As the 2025 proxy season launches, dual-class shares may once again become a common target of proxy ratings firms and activist investors. These reflexive critics miss the reality that dual-class shares can often be a vital protector of shareholder value and allow vital structural advantages such as:
- More efficient capital allocation: Unlike virtually every peer, Berkshire Hathaway under Warren Buffett has never paid a dividend, with Berkshire’s dual-class share structure enabling Buffett to substantively ignore occasional sniping from speculators. Over time, the reinvestment of retained earnings has proven to be 30 times more financially accretive for shareholders than if Berkshire had simply paid out regular dividends as its peers did.
- Insulation from short term opportunistic hostile takeovers: Hershey was nearly sold for a quarter of its current market value during a cyclical downturn, with the sale wisely stopped only because of its dual-class share structure.
- Facilitation of innovative risk-taking: Comcast CEO Brian Roberts was able to lure former JP Morgan superstar banker Mike Cavanagh as CFO and subsequently president, despite his nontraditional background—a move that worked out exceedingly well for all involved, but might not have been possible without dual-class share protection.

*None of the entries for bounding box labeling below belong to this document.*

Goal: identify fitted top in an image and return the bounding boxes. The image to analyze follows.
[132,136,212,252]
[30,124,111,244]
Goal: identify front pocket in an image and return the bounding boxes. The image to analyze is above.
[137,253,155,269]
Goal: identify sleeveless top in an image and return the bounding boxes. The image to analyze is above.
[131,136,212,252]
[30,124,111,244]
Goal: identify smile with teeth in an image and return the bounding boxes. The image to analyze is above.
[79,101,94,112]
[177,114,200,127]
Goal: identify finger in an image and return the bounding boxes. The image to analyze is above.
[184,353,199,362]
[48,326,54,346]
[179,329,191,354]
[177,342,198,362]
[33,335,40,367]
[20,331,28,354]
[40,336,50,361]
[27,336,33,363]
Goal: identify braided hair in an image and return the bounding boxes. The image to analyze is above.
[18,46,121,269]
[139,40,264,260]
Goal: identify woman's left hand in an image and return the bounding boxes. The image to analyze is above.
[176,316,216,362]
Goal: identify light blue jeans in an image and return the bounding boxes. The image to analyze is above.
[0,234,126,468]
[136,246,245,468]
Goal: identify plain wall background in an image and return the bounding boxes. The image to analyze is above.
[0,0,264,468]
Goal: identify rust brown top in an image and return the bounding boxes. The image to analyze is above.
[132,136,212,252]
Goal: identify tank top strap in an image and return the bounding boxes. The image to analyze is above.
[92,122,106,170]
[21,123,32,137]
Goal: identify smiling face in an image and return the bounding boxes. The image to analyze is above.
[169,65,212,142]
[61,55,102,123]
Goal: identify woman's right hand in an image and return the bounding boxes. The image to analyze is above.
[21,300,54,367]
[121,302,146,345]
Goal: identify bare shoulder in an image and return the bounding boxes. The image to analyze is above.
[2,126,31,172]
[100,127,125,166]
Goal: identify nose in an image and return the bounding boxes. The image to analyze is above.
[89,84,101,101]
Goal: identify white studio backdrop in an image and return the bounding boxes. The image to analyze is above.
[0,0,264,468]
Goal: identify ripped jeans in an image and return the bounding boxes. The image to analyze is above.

Insulation from activist investor/ short-term profit pressure: Thanks to its dual-class shares, Dillard’s was able to resist activist calls to sell off its lucrative real estate, which would have destroyed the company but provided a one-time windfall
- Navigation of structural change: The New York Times navigated the print-to-digital transition far better than many peer newspapers, because it was able to invest heavily into its fledgling digital business in the early 2000s thanks to the Sulzberger family maintaining control through dual-class shares. Similarly, Ralph Lauren’s early investments in Gen Z and Millennial customers are paying off, adapting far better than luxury fashion peers to changing generational tastes.
Many consistent, historic outperformers within the Russell 3000 are dual- and multi-class stock companies, such as Berkshire Hathaway, Visa, Nike, Hyatt, Heico, Regeneron, McCormick & Co., and Blackstone, representing virtually every sector of the economy.
Of course, dual-class shares are not the right answer for all companies all the time. As critics are quick to note, there are even some situations where dual-class shares have turned downright ugly; for example, former CEO Conrad Black of Hollinger International was indicted for fraud after diverting company assets and resources into his own hands, abusing dual-class shares to facilitate self-enrichment.
But overall, there is strong evidence that companies with dual-class shares financially outperform peers. In fact, on average, the 244 companies in the Russell 3000 with dual-class or multi-class share structures handily outperformed the companies with single class shares across a 5- and 10-year span, according to a groundbreaking study published in the Harvard Law School Forum on Corporate Governance.
It’s not just long-term outperformance: We ran the numbers through November 15, 2024, and found that in 2024, companies with dual-class shares similarly strongly outperformed.
It is also reassuring that none of the most notorious corporate collapses and scandals took place at companies with dual-class shares. Enron, Worldcom, Tyco, Arthur Andersen, Bear Stearns, Lehman Brothers, Wirecard, Silicon Valley Bank, and First Republic Bank had single-class share structures, not dual-class shares, preceding their collapse from governance failures.
Clearly, universal activist investor critiques each proxy season regarding dual-class share ownership are often in error, missing the actual shareholder value these two-tiered structures create.